Other women featured in “Native Women of Courage” include:
- Winona LaDuke, Anishinaabeg – Author, environmentalist, vice-presidential candidate
- Sarah Winnemucca, Paiute – First Native American woman to write and publish a book
- Maria Tallchief, Osage – Prima ballerina with the New York City Ballet
- Mary Kim Titla, Apache – First Native American television news reporter in Arizona
- Sandra Lovelace Nicholas, Maliseet – Petitioned the United Nations on behalf of First Nations women’s rights, and won
- Susan Aglukark, Inuit – Singer/songwriter and winner of 3 Juno music awards
- Susan Rochon-Burnett, Metis – First women to be granted a Canadian FM broadcasting license
- Lorna B. Williams, Lif’wat First Nation – Educator who developed native curriculum for First Nations schools in Canada
- Pauline Johnson-Tekahionwake, Mohawk – Author and early advocate for Native women’s rights.

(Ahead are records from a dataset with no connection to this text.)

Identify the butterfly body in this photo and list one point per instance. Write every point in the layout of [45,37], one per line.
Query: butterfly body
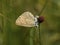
[27,20]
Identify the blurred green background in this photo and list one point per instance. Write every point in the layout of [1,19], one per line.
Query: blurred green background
[11,34]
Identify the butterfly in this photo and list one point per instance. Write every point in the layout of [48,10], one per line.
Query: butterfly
[27,19]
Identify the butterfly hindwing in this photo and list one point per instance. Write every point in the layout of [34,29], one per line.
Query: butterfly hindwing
[26,19]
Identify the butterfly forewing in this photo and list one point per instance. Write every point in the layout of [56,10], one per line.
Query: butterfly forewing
[26,19]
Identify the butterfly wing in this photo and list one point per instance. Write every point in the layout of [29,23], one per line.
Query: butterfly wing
[26,19]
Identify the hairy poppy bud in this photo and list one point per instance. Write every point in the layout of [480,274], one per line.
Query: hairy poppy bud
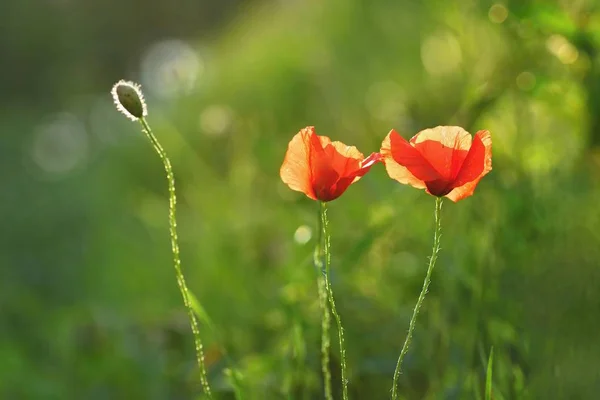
[129,99]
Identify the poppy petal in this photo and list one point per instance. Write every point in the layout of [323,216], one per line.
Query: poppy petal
[477,164]
[345,159]
[444,147]
[323,176]
[295,170]
[404,163]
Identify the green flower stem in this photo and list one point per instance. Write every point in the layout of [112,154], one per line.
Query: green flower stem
[426,282]
[176,260]
[325,315]
[336,316]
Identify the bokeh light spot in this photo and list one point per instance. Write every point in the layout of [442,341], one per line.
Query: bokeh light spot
[525,81]
[562,49]
[302,234]
[215,120]
[441,54]
[171,68]
[498,13]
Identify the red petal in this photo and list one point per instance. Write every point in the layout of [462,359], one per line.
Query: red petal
[477,164]
[444,147]
[396,171]
[323,176]
[295,171]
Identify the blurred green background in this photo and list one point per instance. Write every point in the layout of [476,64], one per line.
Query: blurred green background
[89,307]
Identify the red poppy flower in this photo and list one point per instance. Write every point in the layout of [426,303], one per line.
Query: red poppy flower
[320,168]
[446,160]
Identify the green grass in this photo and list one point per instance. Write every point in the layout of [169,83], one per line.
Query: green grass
[90,307]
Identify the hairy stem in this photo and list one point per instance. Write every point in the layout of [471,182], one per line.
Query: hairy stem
[426,282]
[176,260]
[325,315]
[336,316]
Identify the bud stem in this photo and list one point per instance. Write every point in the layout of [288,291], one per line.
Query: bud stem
[176,260]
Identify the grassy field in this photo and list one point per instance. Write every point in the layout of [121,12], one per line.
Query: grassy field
[89,307]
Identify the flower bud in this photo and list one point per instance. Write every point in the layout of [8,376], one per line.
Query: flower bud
[129,99]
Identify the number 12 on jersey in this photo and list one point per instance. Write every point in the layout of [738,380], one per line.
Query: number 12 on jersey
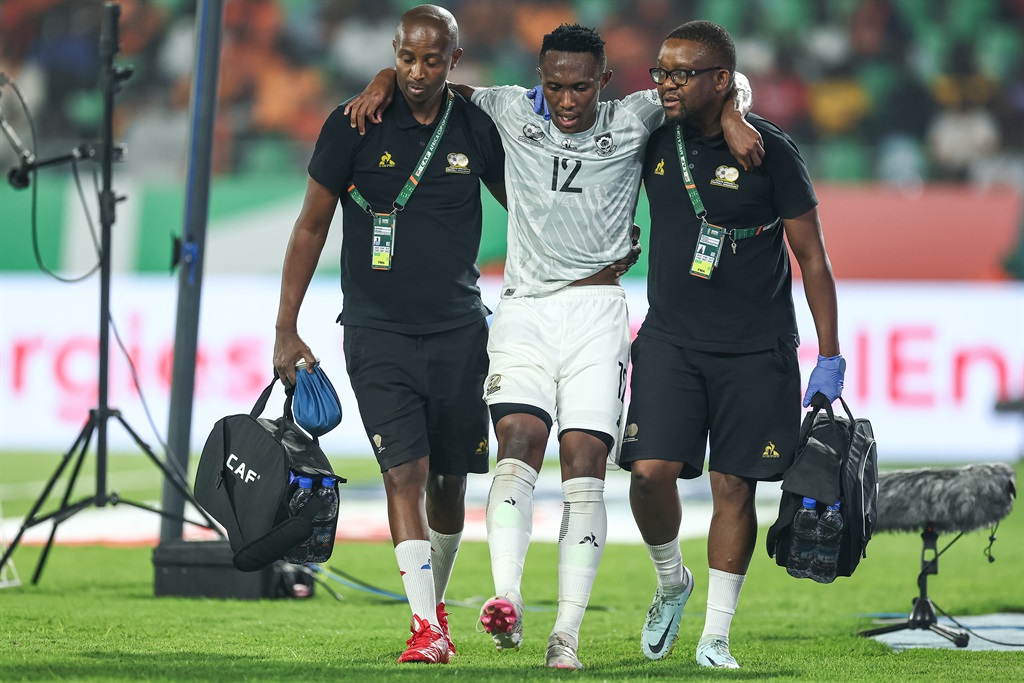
[567,168]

Though most of the women, save Winona LaDuke, are lesser known than Mankiller, their stories are not diminished by the lack of notoriety. Each featured Native woman has overcome obstacles Native individuals and females face. The resiliency and strength of Native women is demonstrated chapter after chapter in the book.
The Native Trailblazers Series is refreshing because of its accent on the positive contributions of Native people. It is refreshing because in the past so many other books have not been so kind to Native people.
Whether the young readers are Native or non-Native, it matters little, Native Trailblazers provides the impetus for young readers to make positive contributions to society themselves.